Home » England » Peter Ackroyd » The Fall of Troy
Peter Ackroyd: The Fall of Troy
The story of Heinrich Schliemann and his excavation of Troy at Hisarlik is well known and Ackroyd has done little to disguise it in this novel. His main character is called Heinrich Obermann but, apart from the slight name change, much of what we know of Schliemann can be found in Obermann, except for the nature of his death and a few other details. We start with Obermann’s marriage to Sophia. Though her maiden name is different from the real Sophia, this Sophia, like the real one, was found in response to an advertisement and is thirty years younger than Schliemann. Virtually all of this novel is set in and around the village of Hisarlik, the site of Troy.
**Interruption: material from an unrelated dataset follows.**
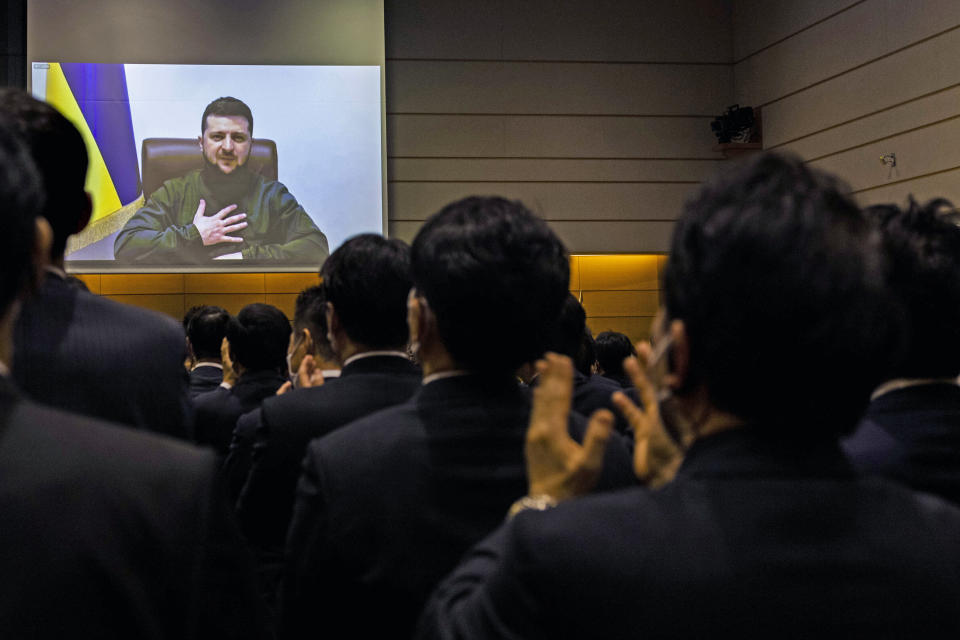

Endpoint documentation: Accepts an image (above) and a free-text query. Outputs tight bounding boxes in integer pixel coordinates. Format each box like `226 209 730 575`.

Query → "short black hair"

Ackroyd is determined to show that Obermann/Schliemann is dishonest and a fraud. His excavations have two aims – to find treasure and to ‘prove’ that the Hisarlik site is the site of Homeric Troy and that the events described in Homer can be shown from the archeological record. To prove his case, he is prepared to lie, cheat, fake evidence and destroy evidence that disproves his case. He is even prepared to kill. Ackroyd gives us ample examples of all of these, though whether Schliemann went as far as this is not certain. However, he was convinced that he was excavating Homeric Troy and was more than happy to steal treasure from under the eyes of the Turkish authorities. Obermann’s view is always that he knows in his heart that he is right, therefore there is no argument. Sophia and others are enlisted in his cause. Of course, we now know that Schliemann may have been right (though there are alternative views) but that his archeological approach was at best clumsy and often downright destructive and that most of his interpretations about the various levels were quite wrong.
Ackroyd, however, throws in another story. Alexander Thornton is a British Museum archeologist, expert in deciphering rare languages. He finds some tablets and determines a non-Indo-European origin for them. (Tablets were not found at Troy though Hittite tablets have been found possibly referring to Troy and, of course, Linear B tablet were found and interpreted by Michael Ventris and John Chadwick, who were both born around thirty years after Schliemann’s death. Hittite and Linear B are both Indo-European languages.) Schliemann is not happy about this and is determined that Thornton is wrong. He tries to prove him wrong by having a race round the walls of Troy in which he again cheats. The whole business ends very messily.
It is not a very good story and not particularly well written, even though Ackroyd does get across his ideas of fabrication, fraud and lies. However, there is little subtlety or originality in his story-telling and this must definitely be considered one of his lesser novels.